DISTRICT COURT OF QUEENSLAND

CITATION:

Williams v Turner and Turner [2010] QDC 39

PARTIES:

Colin John Williams and Gail Christyine Williams as administrators of the estate of John Lefric Williams

(defendant/applicant)

V

Noel Henry Turner And Helen Cynthia Turner
(plaintiffs/respondents)

FILE NO/S:

11/1992 and D24/2009

DIVISION:

Civil jurisdiction

PROCEEDING:

Application

ORIGINATING COURT:

District Court at Gympie

DELIVERED EXTEMPORE ON:

17 February 2010

DELIVERED AT:

District Court at Gympie

HEARING DATE:

17 February 2010

JUDGE:

J.M. Robertson DCJ

ORDER:

The application in the Court file D24/09 be consolidated as an application pending in the file Plaint number 11 of 1992.

Proceedings instituted by Plaint number 11 of 1992, are dismissed.
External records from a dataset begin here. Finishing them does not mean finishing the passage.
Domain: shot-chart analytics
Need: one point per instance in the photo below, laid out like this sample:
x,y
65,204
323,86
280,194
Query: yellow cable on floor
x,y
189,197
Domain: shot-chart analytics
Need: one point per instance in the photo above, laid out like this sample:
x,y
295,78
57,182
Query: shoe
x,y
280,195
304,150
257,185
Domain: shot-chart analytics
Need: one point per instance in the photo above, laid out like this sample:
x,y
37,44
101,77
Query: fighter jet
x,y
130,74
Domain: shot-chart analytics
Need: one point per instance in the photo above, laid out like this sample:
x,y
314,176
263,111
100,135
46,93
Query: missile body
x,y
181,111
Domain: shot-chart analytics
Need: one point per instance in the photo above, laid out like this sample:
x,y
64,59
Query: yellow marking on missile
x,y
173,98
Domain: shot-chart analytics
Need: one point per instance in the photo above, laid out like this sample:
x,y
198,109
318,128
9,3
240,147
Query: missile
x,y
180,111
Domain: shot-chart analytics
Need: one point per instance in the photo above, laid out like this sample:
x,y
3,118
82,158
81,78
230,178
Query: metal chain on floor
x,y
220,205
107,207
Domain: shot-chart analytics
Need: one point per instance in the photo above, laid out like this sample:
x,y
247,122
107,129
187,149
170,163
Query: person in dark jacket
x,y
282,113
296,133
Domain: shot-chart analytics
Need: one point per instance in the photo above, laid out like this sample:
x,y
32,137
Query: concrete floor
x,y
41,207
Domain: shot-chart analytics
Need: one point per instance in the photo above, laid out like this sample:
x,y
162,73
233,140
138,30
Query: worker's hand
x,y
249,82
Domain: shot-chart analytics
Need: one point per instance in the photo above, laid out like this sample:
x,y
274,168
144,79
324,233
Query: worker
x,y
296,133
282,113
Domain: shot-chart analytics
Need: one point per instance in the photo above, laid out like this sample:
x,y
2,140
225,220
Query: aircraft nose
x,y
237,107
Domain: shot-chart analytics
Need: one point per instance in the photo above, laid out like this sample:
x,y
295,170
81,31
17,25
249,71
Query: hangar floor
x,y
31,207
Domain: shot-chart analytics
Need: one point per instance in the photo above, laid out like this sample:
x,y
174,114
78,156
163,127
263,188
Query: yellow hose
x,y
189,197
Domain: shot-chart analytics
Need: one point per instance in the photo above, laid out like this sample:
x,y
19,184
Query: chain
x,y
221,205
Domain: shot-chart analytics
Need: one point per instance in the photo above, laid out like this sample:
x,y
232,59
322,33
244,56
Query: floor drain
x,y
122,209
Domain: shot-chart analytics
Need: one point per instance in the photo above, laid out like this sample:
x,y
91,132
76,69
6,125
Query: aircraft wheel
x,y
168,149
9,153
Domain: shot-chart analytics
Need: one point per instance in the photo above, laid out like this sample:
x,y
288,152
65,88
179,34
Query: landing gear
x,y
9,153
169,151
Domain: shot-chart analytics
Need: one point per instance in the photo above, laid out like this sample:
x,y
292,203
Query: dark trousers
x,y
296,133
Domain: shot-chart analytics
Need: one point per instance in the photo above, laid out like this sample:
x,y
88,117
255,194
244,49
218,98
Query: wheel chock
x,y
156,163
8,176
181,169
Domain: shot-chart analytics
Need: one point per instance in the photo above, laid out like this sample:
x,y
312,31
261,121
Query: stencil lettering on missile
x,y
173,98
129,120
Plaintiffs pay the defendant's costs of and incidental to the action and the application to be assessed on the standard basis or as agreed.

CATCHWORDS:

PROCEDURE – application to strike out for want of prosecution; where action commenced in 1992 and no steps taken since completion of discovery in that year; where plaintiff provided no good reason for long delay; where original defendant had deceased and his administrators substituted as defendant;

CONTRACT – where contract between the deceased and the plaintiffs was subject to certain conditions; where contract rendered void by operation of law; where plaintiffs therefore had little prospects of success on claim for specific performance

Land Sales Act 1984 (Qld)

Supreme Court of Queensland Act 1991 (Qld)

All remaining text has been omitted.